The House Financial Services Committee’s Financial Institutions and Consumer Credit Subcommittee held a hearing on “Examining Credit Union Regulatory Burdens.” Pamela Stephens, President and CEO of Security One FCU in Arlington, Texas, testified on behalf of the Credit Union National Association (CUNA) highlighting an extensive 35 point regulatory relief plan.
Since passage of Dodd Frank and the creation of the Consumer Financial Protection Bureau (CFPB), credit unions have faced an increased regulatory burden. Despite the law’s intent to deal with the “bad actors” that caused the financial meltdown that sent the country into a recession, all financial institutions are being painted with one brush. This is ultimately hurting credit union members.
Major themes of the hearing included credit unions’ need for supplemental capital, overreach by the CFPB, exam discrepancies and member business lending.
The Northwest was represented by Congressman Denny Heck (WA-10) who serves on the subcommittee in his first term in Congress. Congressman Heck asked three pointed questions during the hearing regarding supplemental capital for credit unions, exam inconsistencies and the CFPB’s proposed remittance rule.
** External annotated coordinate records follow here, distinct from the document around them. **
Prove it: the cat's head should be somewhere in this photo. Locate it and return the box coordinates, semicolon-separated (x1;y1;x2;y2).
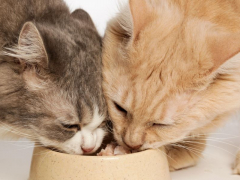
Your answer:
103;0;240;150
3;10;106;154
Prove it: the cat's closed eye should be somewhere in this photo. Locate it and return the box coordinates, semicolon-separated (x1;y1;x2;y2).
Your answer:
152;123;170;127
114;102;128;115
61;123;81;131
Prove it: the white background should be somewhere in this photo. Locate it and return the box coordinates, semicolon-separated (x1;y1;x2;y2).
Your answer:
0;0;240;180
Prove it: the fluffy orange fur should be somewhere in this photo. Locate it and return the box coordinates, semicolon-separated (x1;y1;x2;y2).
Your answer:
103;0;240;173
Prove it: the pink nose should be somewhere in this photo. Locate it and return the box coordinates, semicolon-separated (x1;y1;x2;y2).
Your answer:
125;143;142;150
82;147;94;153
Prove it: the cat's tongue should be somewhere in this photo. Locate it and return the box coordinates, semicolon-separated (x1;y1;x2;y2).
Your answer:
97;143;131;156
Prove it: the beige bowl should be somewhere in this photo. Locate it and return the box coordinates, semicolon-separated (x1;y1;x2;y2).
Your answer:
29;148;171;180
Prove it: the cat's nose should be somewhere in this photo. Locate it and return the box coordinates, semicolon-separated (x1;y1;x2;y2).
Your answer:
126;144;142;150
82;147;94;153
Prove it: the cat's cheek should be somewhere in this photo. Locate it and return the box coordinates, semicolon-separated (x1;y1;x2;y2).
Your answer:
140;142;166;150
60;131;83;154
92;128;106;152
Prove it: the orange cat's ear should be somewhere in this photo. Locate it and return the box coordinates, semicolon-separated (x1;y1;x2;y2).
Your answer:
208;33;240;71
129;0;151;39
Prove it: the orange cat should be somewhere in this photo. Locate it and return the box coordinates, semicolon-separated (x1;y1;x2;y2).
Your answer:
103;0;240;174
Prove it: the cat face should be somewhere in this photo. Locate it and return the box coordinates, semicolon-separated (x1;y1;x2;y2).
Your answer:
0;10;106;154
103;0;239;150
Specifically, Congressman Heck asked the witnesses if other U.S. cooperatives have access to supplemental forms of capital and why credit unions have been singled out with this limitation. Regarding exams, Rep. Heck shared CUNA’s recent exam survey and data showing that credit unions in the Northwest are cited more often than credit unions in the other four regions. This is in spite of a lack of evidence that Northwest credit unions are less safe and sound, the Congressman noted. Finally, Rep. Heck referenced the CFPB’s recent remittance rule which includes a proposed exemption limit of 100 remittance transfers a year, a number that will price many credit unions out of the market and leave their members without access to this service via their credit union.
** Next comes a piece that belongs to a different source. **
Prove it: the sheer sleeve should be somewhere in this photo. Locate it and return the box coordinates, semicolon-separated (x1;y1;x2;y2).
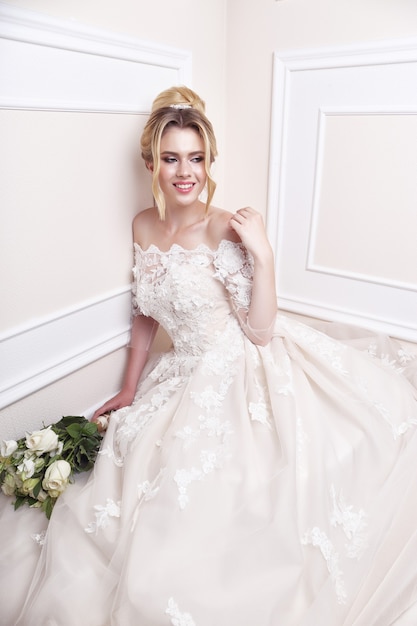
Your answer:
130;255;159;352
214;241;276;345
During the hearing, California Congressman Gary Miller, Vice Chairman of the committee, announced his plans to introduce a credit union regulatory relief bill and several other members committed to supporting some form of relief.
“This hearing set the stage for congressional action on meaningful regulatory relief during this Congress, and it’s exciting to finally have Northwest representation on this critical committee,” said Jennifer Wagner, NWCUA vice president of legislative advocacy. “Congressman Heck, through his developing relationship with Northwest credit unions, provided strong, regional examples of how the regulatory burden is crippling credit unions from serving their members and asked an excellent question on the issue of supplemental capital. That drew attention to the fact that credit unions are the only cooperative without access.”
Other witnesses at the hearing included Robert Burrow, President and CEO of Bayer Heritage Federal Credit Union in West Virginia, and Mitchell Reiver, General Counsel of Melrose Credit Union in New York.